Come anticipato nella sezione precedente, la questione dei popoli etnicamente incompatibili viene sempre sollevata nei singoli casi di Stati nazionali composti da diverse etnie, e giustamente. Tuttavia, se si accetta questa linea di pensiero e si crede nell’integrazione intraeuropea da un punto di vista etnico, perché non applicare lo stesso ragionamento all’Europa nel suo complesso?

È nostra convinzione che la frammentazione dell’Europa non sia solo una conseguenza della ricerca dell’indipendenza da parte di nazioni non riconosciute come la Venetia, la Catalogna e la Bretagna. Essa deriva anche dall’errata inclusione, all’interno della più ampia identità europea, di popolazioni che sono europee in senso puramente giuridico, in virtù della loro residenza all’interno dei confini degli Stati moderni, ma che sono etnicamente e culturalmente distinte.

La questione va oltre i ben documentati problemi dell’immigrazione extraeuropea recente, ma riguarda anche le popolazioni storicamente confinanti con l’Europa, il cui profilo etnico è ambiguo o intermedio. La loro incorporazione in qualsiasi futuro quadro europeo etnicamente consapevole introdurrebbe le stesse sfide attualmente poste dall’immigrazione extraeuropea. In breve: dissonanza etnica.
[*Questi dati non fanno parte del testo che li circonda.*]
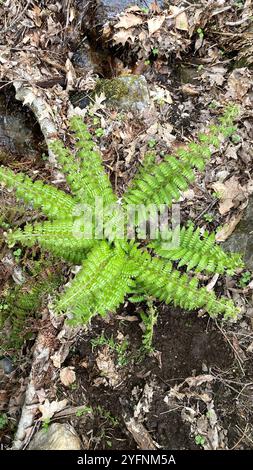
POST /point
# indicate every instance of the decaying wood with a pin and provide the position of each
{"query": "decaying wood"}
(140, 434)
(39, 375)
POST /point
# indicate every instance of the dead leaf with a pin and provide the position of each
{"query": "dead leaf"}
(228, 191)
(228, 229)
(67, 376)
(129, 20)
(199, 380)
(154, 24)
(161, 95)
(70, 75)
(215, 75)
(48, 409)
(190, 90)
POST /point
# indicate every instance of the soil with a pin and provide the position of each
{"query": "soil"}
(184, 345)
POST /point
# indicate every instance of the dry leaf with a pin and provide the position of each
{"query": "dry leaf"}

Ad alcuni questo argomento può sembrare esagerato. Tuttavia, la Venetia – e più in generale la regione cisalpina – costituisce un chiaro esempio di questo processo in atto. Negli ultimi 80 anni, popolazioni mediterranee e levantine sono migrate in massa verso regioni tipicamente europee, concentrandosi nei centri urbani, infiltrandosi nella pubblica amministrazione e vivendo di sussidi statali, minacciando le culture locali con la loro presenza demografica. Gli effetti di questo cambiamento demografico rispecchiano quelli osservati altrove in Europa a causa dell’immigrazione extraeuropea: diluizione culturale, aumento delle tensioni sociali e oneri economici per la popolazione autoctona.
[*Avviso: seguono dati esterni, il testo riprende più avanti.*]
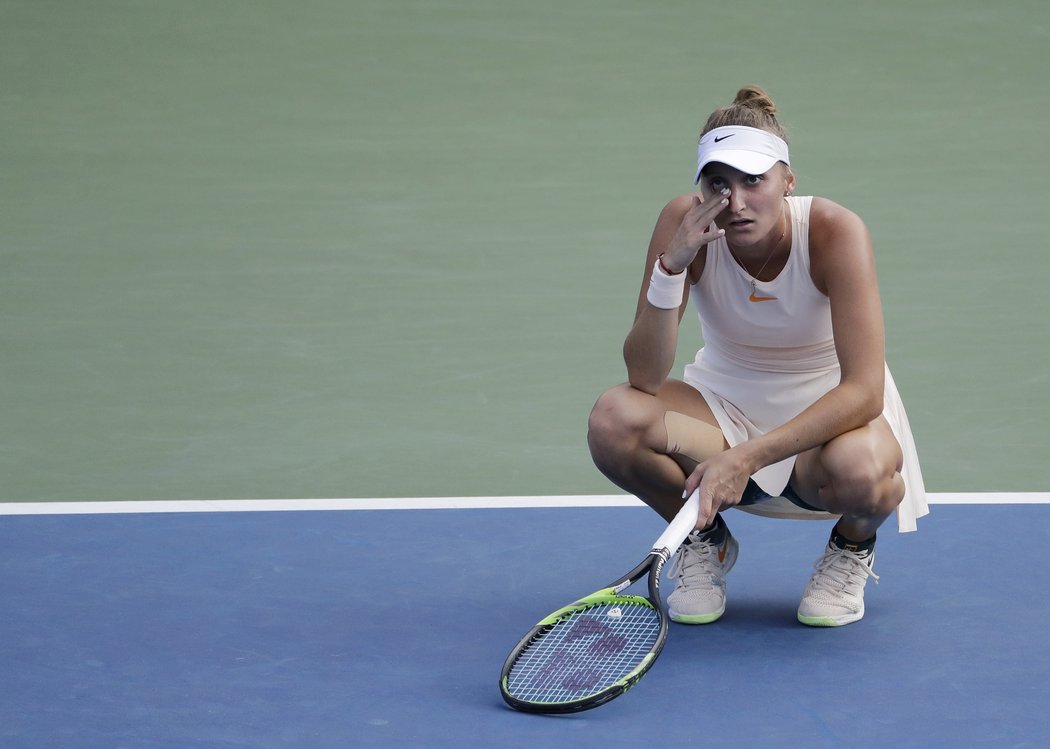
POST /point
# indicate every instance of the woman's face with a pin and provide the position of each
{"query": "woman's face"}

Ciò solleva una questione fondamentale: dove dovrebbero essere tracciati i confini dell’Europa? Sebbene non possiamo parlare per l’intero continente, possiamo almeno fare una dichiarazione ferma sulla nostra patria: nel caso della Venetia e della più ampia regione cisalpina, è evidente che gli italiani del sud non sono etnicamente o culturalmente compatibili con i veneti e i lombardi, e ancor meno con il resto d’Europa.

Perseguire l’integrazione europea a partire da un nucleo più piccolo, etnicamente e culturalmente più coeso, e con un approccio più attento a tali questioni, potrebbe essere l’unica via da seguire per promuovere gli interessi etnici degli europei nel loro insieme.